A number of CRM applications have come to prominence and will continue to grow in 2019. Marketers now see marketing analytics as a key business requirement. It delivers a competitive edge for them.
AI has risen in importance across all four CRM functional areas. Mobile also stays in top 10 among customer service, sales and marketing. But the area wherein AI is receiving highest investments is customer service. Real use cases have come to prominence, over experimentation and proof of concept (POC’s).

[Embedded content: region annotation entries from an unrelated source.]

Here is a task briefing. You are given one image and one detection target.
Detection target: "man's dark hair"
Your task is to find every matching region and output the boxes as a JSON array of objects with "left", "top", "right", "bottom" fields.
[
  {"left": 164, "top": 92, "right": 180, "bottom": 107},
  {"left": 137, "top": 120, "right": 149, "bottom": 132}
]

Machine learning and Deep Neural Networks (DNN) technology is taking rapid strides across areas such as customer service and sales. The facts are as and according with Gartner’s study – What’s Hot in CRM Applications in 2018. Gartner comes up with the results after closely analyzing the areas in which their clients have expressed maximum interest in. It gives the industry an indicator into the technology solutions that are in maximum demand.
For marketing, the hottest CRM applications priorities include marketing analytics, multichannel marketing hubs, customer data platforms and journey analytics. Similarly for sales, the most important trending technologies include sales predictive analytics, price optimization and management, and digital content management.
Among the recent most important customer service technologies are AI/Chatbots/VCA, integration of channels and case management/problem resolution. Similarly for digital commerce, the most in demand technologies include personalization, API-oriented architecture and AI.
The most preferred cross-CRM technologies include master data management, customer analytics, customer engagement hub, and voice of customer.
Interest in marketing analytics is soaring
CMOs of different enterprises are nowadays on a lookout to get measurable returns, in terms of revenue, pipeline growth and lead generation. In such a situation, the interest in marketing analytics is particularly high. Analytics and data driven results bring about a change in the process of decision making and give direction to marketing strategies. They nowadays are seen as quintessential requirements for a business’s success.
The metrics that an enterprise chooses to go ahead with essentially has a strong bearing over their future.
Importance of AI and ML
Artificial Intelligence (AI) and machine learning (ML) have bought around a revolution in way of selling.
Salesforce Einstein and intelligent agents that are comparable bring value to the sales cycle. This brings us closer to the era of futuristic AI enabled selling.
Salesforce Einstein is loaded with the capacity to scale across all phases of customer relationships. Even while price optimization and management is a decades old core technology, AI and ML algorithms have given it a boost that was much called for. These algorithms have enabled the technologies to bounce back to prominence and have rendered a significant effect over their popularity.
Sales teams come across guidance over the products that are most profitable to sell in real time. This is enabled by Salesforce Einstein and AI-powered apps that are comparable. Marketers also get a fair idea regarding optimal prices that must be changed and the deal terms that boost the odds of closing deals.
Over a global scale, CPQ (Configure, Price, and Quote) is now viewed strategically, as an integration of CAD, PLM, CRM and ERP, along with price optimization systems. When integration is planned and carried out strategically, enterprises grow faster as compared to their competitors. CPQ helps delivers the next generation of products, which are smart and connected.
Streamlining customer service
We nowadays come across a number of instances wherein organizations launch and implement pilot AI projects. They work towards streamlining customer service in a number of ways.
This is a kind of contextual intelligence. Customers are recommended suggestions based upon their service histories.
ChatBots is another prime AI technology that has deep implications over online customer service. It adds to the Net Promoter Scores (NPS).
Senior marketing teams of various enterprises have the opinion that predictive analytics and AI technologies such as ChatBots help unleash the true value of NPS. NPS then reflects over a number of metrics of customer profitability, including Customer Lifetime Value (CLV).